Siloé
La lluvia, densa y persistente,
caía sobre Siloé como una cortina de plomo líquido, encajonando el paisaje en
una bruma borrosa. Bajo aquel diluvio, el flaco Marcos saludó con una
inclinación casi reverente a la flaca Liliana, a Roberto Patepalo y al viejo
Afranio, quien, con esa sonrisa cómplice que le colgaba como un amuleto, soltó
su apuesta al viento:
—Apuesto la carne de la comida al
que llegue menos embarrado a la casa del Tío.
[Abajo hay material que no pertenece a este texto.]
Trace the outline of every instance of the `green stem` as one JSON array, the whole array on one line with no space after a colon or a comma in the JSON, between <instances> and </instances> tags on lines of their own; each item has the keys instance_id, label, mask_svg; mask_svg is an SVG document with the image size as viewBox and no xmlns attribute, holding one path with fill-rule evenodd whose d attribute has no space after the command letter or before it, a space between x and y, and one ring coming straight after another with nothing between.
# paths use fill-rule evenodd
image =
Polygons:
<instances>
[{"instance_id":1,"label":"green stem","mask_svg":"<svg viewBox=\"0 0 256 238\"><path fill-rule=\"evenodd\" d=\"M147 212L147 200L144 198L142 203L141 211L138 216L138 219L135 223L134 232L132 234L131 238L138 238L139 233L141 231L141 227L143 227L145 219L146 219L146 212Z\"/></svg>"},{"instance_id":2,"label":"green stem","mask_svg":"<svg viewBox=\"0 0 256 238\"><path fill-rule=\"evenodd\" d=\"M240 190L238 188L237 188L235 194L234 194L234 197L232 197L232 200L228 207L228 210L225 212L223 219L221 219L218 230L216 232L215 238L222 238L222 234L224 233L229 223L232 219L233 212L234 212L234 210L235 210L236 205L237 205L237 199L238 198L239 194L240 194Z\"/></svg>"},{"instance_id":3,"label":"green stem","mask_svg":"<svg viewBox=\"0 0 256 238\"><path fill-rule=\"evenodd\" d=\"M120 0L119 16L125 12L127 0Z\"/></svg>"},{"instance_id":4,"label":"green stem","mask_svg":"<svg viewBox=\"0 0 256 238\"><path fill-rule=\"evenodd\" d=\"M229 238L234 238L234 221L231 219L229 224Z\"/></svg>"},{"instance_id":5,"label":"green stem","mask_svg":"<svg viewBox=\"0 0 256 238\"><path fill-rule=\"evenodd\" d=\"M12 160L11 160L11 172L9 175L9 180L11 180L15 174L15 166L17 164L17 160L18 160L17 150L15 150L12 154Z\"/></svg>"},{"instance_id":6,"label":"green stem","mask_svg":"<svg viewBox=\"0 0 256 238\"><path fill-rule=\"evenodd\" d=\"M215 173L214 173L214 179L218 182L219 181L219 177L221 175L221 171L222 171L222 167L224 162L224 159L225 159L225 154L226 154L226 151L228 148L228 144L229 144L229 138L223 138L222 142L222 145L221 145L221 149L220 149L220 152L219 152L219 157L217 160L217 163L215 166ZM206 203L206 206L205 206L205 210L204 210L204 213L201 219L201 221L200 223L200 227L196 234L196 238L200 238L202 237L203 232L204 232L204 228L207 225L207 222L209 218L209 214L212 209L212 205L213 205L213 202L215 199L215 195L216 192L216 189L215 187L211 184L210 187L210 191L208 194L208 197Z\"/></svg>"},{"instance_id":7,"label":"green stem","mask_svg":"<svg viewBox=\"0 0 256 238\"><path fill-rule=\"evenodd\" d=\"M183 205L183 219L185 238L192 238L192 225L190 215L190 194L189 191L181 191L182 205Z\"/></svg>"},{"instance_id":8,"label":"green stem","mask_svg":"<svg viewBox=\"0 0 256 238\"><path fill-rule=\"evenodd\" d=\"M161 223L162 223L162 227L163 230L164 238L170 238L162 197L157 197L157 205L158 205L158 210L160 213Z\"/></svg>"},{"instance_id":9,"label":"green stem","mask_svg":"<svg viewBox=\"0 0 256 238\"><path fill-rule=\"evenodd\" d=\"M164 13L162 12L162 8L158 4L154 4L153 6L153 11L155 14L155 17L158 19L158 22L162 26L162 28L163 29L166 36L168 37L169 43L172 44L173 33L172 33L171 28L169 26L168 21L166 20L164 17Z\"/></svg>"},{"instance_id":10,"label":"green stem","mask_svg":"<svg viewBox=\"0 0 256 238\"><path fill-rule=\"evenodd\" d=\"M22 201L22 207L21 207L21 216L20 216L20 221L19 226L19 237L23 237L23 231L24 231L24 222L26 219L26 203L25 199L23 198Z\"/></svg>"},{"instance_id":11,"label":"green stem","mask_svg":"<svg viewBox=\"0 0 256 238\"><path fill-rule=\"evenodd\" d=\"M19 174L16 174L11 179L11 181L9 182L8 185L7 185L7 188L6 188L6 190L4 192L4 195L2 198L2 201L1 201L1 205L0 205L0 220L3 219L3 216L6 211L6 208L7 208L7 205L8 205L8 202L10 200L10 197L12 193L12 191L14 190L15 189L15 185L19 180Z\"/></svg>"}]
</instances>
La casa de seguridad, enclavada
en la loma del barrio 3 de mayo, se alzaba como un santuario prohibido. En la
distancia, se oía el eco del “Ana Milé”, el ritmo agitado y enérgico que
retumbaba en el ambiente como una risa burlona. La voz de la flaca rompió el
momento:
—Yo no apuesto mi carne —murmuró
con un dejo de ironía antes de empezar a escalar la cuesta, mientras el viejo
Afranio se quedaba al final de la fila, observándolos a todos con ese aire de
quien ya conoce el desenlace.
Roberto Patepalo, con su caminar
torpe, se aventuró por el barrizal, resbalando y maldiciendo, seguido por la
flaca que, con cada paso, perdía más la compostura. Detrás de ellos, el flaco,
sin mucho mejor suerte, se sacudía el barro de los ojos, tambaleante, mientras
balbuceaba entre risas:
—Perdimos, Patepalo, esta carne
ya está en manos del viejo.
Y allí, bajando la loma con la
calma de quien no tiene prisa, el viejo Afranio los alcanzó, sus zapatos apenas
manchados, con una sonrisa triunfal. Cuando llegaron a la casa del Tío, todos,
exhaustos y empapados, supieron que esa noche no habría carne para nadie. En
cambio, el viejo, entre risas, se encargó de preparar huevos revueltos,
recordándoles que, en Siloé, hasta la más insignificante apuesta podía traer
consigo el sabor delicioso de la victoria, si entendemos que en la lucha tiene
mucho que ver la poesía, el romanticismo político y la cadena de afectos.